It’s been a banner year for the hacking of major media sites, and it’s not over just yet: this morning the BBC reported that a Russian hacker had briefly controlled one of its servers and was offering entry (for a fee) in black market forums on Christmas day.
According to Reuters, Milwaukee cybersecurity firm Hold Security LLC was first to run across the underground holiday sale, set up by an infamous operative who goes by the handles “HASH” and “Rev0lver.” HASH compromised the relatively obscure file-sharing site ftp.bbc.co.uk and posted private documents that proved he had cracked the news broadcaster’s defenses.
Even if that server was of little apparent value, Hold Security and other experts agreed, it could give cybercriminals the proverbial foot in the door needed for a wider data breach.
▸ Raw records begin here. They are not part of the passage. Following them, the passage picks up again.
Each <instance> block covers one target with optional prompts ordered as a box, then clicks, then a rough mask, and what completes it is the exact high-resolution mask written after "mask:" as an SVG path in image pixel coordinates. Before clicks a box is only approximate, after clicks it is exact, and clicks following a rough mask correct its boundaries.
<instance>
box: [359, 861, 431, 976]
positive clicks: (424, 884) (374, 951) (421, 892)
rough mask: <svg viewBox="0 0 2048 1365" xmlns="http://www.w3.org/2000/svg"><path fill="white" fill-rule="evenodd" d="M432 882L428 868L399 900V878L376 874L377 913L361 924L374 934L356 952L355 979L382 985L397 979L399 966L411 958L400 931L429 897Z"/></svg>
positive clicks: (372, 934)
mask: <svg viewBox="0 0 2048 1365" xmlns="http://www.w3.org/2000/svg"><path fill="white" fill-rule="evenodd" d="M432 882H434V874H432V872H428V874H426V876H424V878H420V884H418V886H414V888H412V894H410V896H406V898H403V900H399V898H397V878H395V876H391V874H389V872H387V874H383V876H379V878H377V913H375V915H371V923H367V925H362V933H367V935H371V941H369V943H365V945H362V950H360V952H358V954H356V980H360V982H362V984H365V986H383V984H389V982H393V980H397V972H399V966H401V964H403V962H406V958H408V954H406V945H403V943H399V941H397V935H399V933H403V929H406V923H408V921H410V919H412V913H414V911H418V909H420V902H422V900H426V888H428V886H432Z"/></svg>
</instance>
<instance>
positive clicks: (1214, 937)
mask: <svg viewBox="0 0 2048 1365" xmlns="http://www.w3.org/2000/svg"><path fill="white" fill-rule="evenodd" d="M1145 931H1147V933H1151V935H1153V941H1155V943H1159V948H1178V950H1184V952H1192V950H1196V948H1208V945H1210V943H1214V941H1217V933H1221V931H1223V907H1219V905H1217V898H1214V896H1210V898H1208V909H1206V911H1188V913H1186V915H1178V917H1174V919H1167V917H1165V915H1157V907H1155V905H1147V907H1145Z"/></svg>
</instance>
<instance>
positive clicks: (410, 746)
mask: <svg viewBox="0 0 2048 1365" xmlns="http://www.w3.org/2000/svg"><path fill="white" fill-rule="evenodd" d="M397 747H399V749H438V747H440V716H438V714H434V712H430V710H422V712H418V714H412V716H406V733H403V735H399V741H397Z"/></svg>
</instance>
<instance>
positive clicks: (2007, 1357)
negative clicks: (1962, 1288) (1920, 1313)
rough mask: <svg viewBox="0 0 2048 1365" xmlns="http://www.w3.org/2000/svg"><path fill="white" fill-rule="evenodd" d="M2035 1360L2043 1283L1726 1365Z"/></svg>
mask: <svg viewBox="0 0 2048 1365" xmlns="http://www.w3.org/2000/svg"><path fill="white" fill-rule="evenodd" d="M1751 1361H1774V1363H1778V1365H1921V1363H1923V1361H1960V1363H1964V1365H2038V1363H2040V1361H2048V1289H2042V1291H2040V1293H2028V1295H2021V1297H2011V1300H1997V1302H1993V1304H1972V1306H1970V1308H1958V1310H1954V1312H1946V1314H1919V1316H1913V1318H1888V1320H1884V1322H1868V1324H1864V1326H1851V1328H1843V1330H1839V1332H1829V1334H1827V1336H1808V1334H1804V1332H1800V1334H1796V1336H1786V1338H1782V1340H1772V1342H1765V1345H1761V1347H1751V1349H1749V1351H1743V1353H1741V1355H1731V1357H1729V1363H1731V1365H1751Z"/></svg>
Still, there was no indication that anyone had taken HASH up on the deal, or so much as discussed its terms. The BBC said it secured the site as of Saturday and isn’t commenting further.
In March, the BBC had several of its Twitter accounts hacked by the Syrian Electronic Army, and another cyberattack that month seemed design to disrupt the BBC Persian Service—afterward, suspicion was focused on the government of Iran.
Alex Holden, Hold Security’s founder, remarked that this latest exploit was a success for the hacker whether money traded hands or not: “It's definitely a notch in someone's belt,” he said.